# how do you sleep at night?



## slightlybatty (Dec 12, 2008)

any advice on getting to bed easier?
is there a certain way your room or bedding has to be before you can fall asleep?
any certain rituals before going to bed?
have you ever had problems trying to go to sleep at night?


----------



## εmptε (Nov 20, 2008)

*Sleep ... at night? What kind of strange person would do that, did I walk into the twilight zone or something? You know Daytime is for sleep correct? *


----------



## de l'eau salée (Nov 10, 2008)

I think there's only one position I can fall asleep in, and it's a weird one at that. 

I lay on my belly, with one leg sticking out and then coming back in.
Like this I guess.....:blushed:









Then with my arms I have one arm (my right) underneath the pillow, and then my left arm bent on top of the pillow, which I rest my head on, with the left side facing my pillow. I kinda hug the pillow in a way.

It's hard for me to go to sleep without blankets for some reason. I think they give me a feeling of safety or something.


The reason I know so much about how I sleep is because I have lots of trouble falling asleep.
It usually takes me about an hour or so for me to finally fall asleep. I just sit there in bed listening to music and thinking about everything, moving around, trying to fall asleep in other positions, but I always end up coming to "my" position. I think it's because when I get in my bed I just think about everything, and stuff. It's also because I always want to sing the music I put on too >.>


----------



## slightlybatty (Dec 12, 2008)

Lykos said:


> *Sleep ... at night? What kind of strange person would do that, did I walk into the twilight zone or something? You know Daytime is for sleep correct? *


lol. whenever you lay your head down for a period of hopefully eight hours of quiet rest.


----------



## T-Guy (Nov 4, 2008)

slightlybatty said:


> any advice on getting to bed easier?
> is there a certain way your room or bedding has to be before you can fall asleep?
> any certain rituals before going to bed?
> have you ever had problems trying to go to sleep at night?

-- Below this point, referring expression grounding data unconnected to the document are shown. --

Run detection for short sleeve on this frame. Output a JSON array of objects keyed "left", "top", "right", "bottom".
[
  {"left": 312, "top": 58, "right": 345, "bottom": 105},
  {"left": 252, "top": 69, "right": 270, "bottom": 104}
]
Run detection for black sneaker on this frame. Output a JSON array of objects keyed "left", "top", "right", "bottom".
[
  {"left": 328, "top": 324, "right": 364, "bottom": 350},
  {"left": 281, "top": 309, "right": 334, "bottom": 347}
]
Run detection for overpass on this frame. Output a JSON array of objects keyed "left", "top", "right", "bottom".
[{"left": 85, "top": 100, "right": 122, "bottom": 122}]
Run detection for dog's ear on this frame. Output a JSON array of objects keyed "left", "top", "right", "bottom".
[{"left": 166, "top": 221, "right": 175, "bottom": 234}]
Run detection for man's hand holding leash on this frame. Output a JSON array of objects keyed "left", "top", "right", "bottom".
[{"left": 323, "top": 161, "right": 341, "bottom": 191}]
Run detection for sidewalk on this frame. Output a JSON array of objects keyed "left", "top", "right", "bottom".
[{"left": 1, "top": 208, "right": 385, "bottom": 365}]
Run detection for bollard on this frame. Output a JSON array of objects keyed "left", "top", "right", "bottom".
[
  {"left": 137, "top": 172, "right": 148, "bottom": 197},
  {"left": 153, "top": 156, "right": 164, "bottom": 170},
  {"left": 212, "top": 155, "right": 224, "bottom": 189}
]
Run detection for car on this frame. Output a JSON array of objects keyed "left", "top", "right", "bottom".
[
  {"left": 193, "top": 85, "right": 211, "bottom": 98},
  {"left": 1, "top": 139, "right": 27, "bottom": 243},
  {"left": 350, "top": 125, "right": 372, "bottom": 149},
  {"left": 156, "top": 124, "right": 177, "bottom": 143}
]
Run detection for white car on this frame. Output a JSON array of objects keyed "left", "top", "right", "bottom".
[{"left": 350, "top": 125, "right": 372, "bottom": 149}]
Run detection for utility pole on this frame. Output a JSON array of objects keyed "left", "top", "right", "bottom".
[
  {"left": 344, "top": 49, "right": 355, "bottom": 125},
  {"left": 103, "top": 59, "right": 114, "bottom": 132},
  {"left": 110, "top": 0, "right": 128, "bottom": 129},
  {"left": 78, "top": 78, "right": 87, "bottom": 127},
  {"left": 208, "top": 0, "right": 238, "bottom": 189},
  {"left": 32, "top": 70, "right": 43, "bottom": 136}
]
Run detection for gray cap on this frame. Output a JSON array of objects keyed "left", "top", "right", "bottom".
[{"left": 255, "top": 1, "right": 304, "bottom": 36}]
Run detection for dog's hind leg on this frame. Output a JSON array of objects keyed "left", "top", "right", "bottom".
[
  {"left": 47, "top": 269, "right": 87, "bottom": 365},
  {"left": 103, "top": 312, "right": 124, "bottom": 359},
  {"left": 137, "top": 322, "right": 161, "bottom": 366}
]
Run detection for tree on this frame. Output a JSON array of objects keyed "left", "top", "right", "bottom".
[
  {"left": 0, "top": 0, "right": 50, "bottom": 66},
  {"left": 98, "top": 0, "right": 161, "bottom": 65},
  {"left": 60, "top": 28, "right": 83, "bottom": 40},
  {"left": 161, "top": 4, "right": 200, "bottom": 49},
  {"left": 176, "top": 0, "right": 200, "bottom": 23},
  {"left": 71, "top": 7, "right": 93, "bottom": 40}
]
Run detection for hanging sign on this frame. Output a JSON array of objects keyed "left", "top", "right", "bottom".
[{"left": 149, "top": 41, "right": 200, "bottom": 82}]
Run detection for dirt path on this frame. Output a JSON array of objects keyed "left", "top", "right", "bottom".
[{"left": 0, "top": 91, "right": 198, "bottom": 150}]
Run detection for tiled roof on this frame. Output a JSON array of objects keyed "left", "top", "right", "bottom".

My advice is don't TRY to fall asleep. Thinking about falling asleep will only make you spend energy and be more conscious which do not help you sleep. I don't care about how my room or bedding must be before I can fall asleep. I pray before going to bed, but that's more of a religious thing. I sometime have trouble falling asleep when I have important thing/s to do the next day. I normally listen to relaxing music and try not to think about what I'll be doing the next day when I can't sleep.


----------



## Happy (Oct 10, 2008)

I sleep during the day and wake during the night. If you eat before you go to bed, I think it will make you sleepy but may cause nightmares.


----------



## Jrquinlisk (Jan 17, 2009)

Silhouetree said:


> I think there's only one position I can fall asleep in, and it's a weird one at that.
> 
> I lay on my belly, with one leg sticking out and then coming back in.
> Like this I guess.....:blushed:
> ...


...Okay, who's been cloning me?

Seriously, I can fall asleep in other positions, but I almost always wind up in something like this one by the time I wake up. The only difference is that I don't usually listen to music; it tends to distract me from my ultimate goal of falling asleep.



T-Guy said:


> My advice is don't TRY to fall asleep. Thinking about falling asleep will only make you spend energy and be more conscious which do not help you sleep. I don't care about how my room or bedding must be before I can fall asleep. I pray before going to bed, but that's more of a religious thing. I sometime have trouble falling asleep when I have important thing/s to do the next day. I normally listen to relaxing music and try not to think about what I'll be doing the next day when I can't sleep.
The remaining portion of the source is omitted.